Extended Data Fig. 1: CHIEF accurately identified the origins of tumors, with results validated in independent patient cohorts from the Clinical Proteomic Tumor Analysis Consortium (CPTAC).
From: A pathology foundation model for cancer diagnosis and prognosis prediction

a. The confusion matrix of CHIEF’s prediction in the held-out test sets. The overall macro-averaged accuracy of CHIEF is 0.895. b. CHIEF achieved high prediction performance and generalizability to independent cohorts in tumor origin prediction (AUROC = 0.9853 ± 0.0245).
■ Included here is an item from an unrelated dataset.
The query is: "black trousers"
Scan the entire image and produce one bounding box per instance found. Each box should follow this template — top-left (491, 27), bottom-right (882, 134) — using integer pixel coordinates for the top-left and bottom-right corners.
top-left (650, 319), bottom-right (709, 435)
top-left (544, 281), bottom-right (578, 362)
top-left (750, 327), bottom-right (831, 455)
Micro-averaged one-versus-rest ROC curves for tumor origin classification are shown. We presented the AUROC±s.d. calculated across 18 tumor origins. In comparison, state-of-the-art methods have substantially lower performance in the independent cohorts (two-sided Wilcoxon signed-rank test P-value = 0.000015). c. CHIEF attained higher accuracy than state-of-the-art deep learning methods in tumor origin prediction. Overall accuracies for the held-out (n = 1,895) and independent test sets (n = 3,019) for CHIEF and other deep learning methods are shown. d. CHIEF attained higher AUROC, sensitivity, and specificity for each tumor origin in the held-out test sets (n = 1,895) compared with other methods. The model performance for all 18 tumor origins is shown. e. CHIEF possessed significantly higher AUROC, sensitivity, and specificity for each origin in the independent test sets (n = 3,019, P-value = 0.003906, two-sided Wilcoxon signed-rank test). In contrast, standard machine learning approaches suffer from substantial performance drops when applied to patient cohorts not involved in model development. In c-e, error bars represent 95% confidence intervals computed by the bootstrap method (n = 1,000 replicates), and the centers represent the values of various performance metrics specified in these figure panels. The detailed sample size for each cancer type shown in d-e can be found in Supplementary Table 14.